Republicans and Readjusters won majorities in both houses of the assembly that year, but as a newcomer, Lewis received an appointment to the lowest-ranking seats on the relatively inconsequential Committees on Claims and on Federal Relations and Resolutions. He introduced a bill to repeal an 1875 law that taxed owners of all dogs in Powhatan County to create a fund to compensate owners of sheep that roaming dogs killed, but it did not pass. The most contentious issue he faced during the session and on which he cast his most important vote concerned the public debt. He voted to pass the bill that Senator Harrison Holt Riddleberger introduced to refinance the debt as Readjusters desired, but the governor vetoed the bill, and the Senate failed to override the veto.
In mid-March 1881, in preparation for the November 1881 general election, African American Republicans met in Petersburg and voted to make a formal alliance with the Readjuster Party. The M. Lewis one newspaper listed as a Powhatan County delegate was almost certainly Neverson Lewis. In November, Lewis and William F. Giddings, a Republican, former member of the House of Delegates, and Ohio native who then lived in Chesterfield County, won the two House seats in the district. Giddings received 2,373 votes, Lewis 2,288, while their opponents received 2,054 and 2,024 respectively. Republicans and Readjusters retained their majorities in the General Assembly in 1881 and elected a sympathetic governor.

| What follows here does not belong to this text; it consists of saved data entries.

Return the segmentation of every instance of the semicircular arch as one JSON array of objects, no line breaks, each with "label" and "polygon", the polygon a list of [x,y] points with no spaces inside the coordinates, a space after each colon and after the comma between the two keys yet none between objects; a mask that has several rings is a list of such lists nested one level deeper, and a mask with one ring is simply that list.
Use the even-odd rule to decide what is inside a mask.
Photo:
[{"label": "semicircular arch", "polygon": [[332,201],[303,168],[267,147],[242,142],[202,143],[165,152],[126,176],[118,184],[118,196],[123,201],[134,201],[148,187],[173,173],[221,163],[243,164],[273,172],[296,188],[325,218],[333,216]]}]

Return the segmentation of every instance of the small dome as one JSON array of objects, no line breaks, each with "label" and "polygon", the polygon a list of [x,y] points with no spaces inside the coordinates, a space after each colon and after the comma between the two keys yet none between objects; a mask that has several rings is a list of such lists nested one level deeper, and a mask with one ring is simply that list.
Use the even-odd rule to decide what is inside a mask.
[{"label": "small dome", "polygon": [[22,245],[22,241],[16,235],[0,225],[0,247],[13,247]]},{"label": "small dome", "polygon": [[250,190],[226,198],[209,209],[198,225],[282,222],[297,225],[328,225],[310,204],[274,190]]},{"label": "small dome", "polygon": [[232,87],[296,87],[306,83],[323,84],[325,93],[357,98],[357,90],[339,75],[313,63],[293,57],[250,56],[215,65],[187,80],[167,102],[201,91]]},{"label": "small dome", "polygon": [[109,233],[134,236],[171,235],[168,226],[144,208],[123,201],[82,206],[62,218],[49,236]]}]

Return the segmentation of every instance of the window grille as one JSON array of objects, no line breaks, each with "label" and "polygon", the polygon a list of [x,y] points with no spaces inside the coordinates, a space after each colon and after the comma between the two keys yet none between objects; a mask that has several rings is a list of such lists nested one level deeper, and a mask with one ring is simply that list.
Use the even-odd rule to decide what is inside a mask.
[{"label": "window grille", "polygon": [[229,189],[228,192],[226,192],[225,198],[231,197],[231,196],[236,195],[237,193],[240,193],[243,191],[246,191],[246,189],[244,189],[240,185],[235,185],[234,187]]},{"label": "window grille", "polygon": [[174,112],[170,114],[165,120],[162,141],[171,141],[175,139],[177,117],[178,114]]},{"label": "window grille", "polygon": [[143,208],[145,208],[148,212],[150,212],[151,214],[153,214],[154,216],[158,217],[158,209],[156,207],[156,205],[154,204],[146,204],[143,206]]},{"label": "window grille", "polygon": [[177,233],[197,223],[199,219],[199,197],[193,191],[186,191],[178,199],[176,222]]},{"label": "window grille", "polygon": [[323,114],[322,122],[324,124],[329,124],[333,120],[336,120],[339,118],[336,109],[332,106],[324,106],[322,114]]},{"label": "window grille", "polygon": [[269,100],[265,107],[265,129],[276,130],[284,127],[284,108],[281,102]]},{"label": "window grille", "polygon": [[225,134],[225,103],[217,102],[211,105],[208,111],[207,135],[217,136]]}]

Lewis had apparently impressed some leading legislators during his first term because in his second the Speaker appointed him to the important Committees on Agriculture and Mining and on Banks, Currency, and Commerce and to the less important Committees on Militia and Police and on Officers and Offices at the Capitol. He reintroduced his bill to repeal the law that taxed dogs to protect sheep in Powhatan County, and it passed, but a bill he introduced to require the state to erect armories in counties and cities with established militia organizations did not pass. The assembly passed a large number of very important reform bills, including refinancing the debt, many of them of special interest to African Americans, such as increasing the appropriations for the public schools. Lewis voted for a bill the assembly passed that abolished the whipping post and what the law termed “punishment by stripes.” Lewis either did not win the Republican or Readjuster Party nomination for a third term in 1883 or did not choose to run for reelection again.
Later Years
Described many years later as an honest and well-liked man, among white people as well as among African American people, Lewis rented as well as owned farmland, and owned a portable gristmill at one time. He and James Martin paid $100 in May 1880 to purchase a one-acre lot in the community of Pineville. Lewis sold his half interest to Martin for $70 in March 1882. Like many other farmers Lewis occasionally borrowed money on the credit of his crops, usually corn and tobacco, and once on the gristmill. In January 1884 he purchased a farm for $535 and to cover the note mortgaged the land, pledged the crops to be raised that year on another farm he rented and “his threshing machine, 4 horses and farm wagon, one colt 2 years old and all his farming implements.” Lewis died of typhoid fever, probably at his home in Powhatan County, on October 23, 1918, and was buried probably in a family cemetery in Powhatan.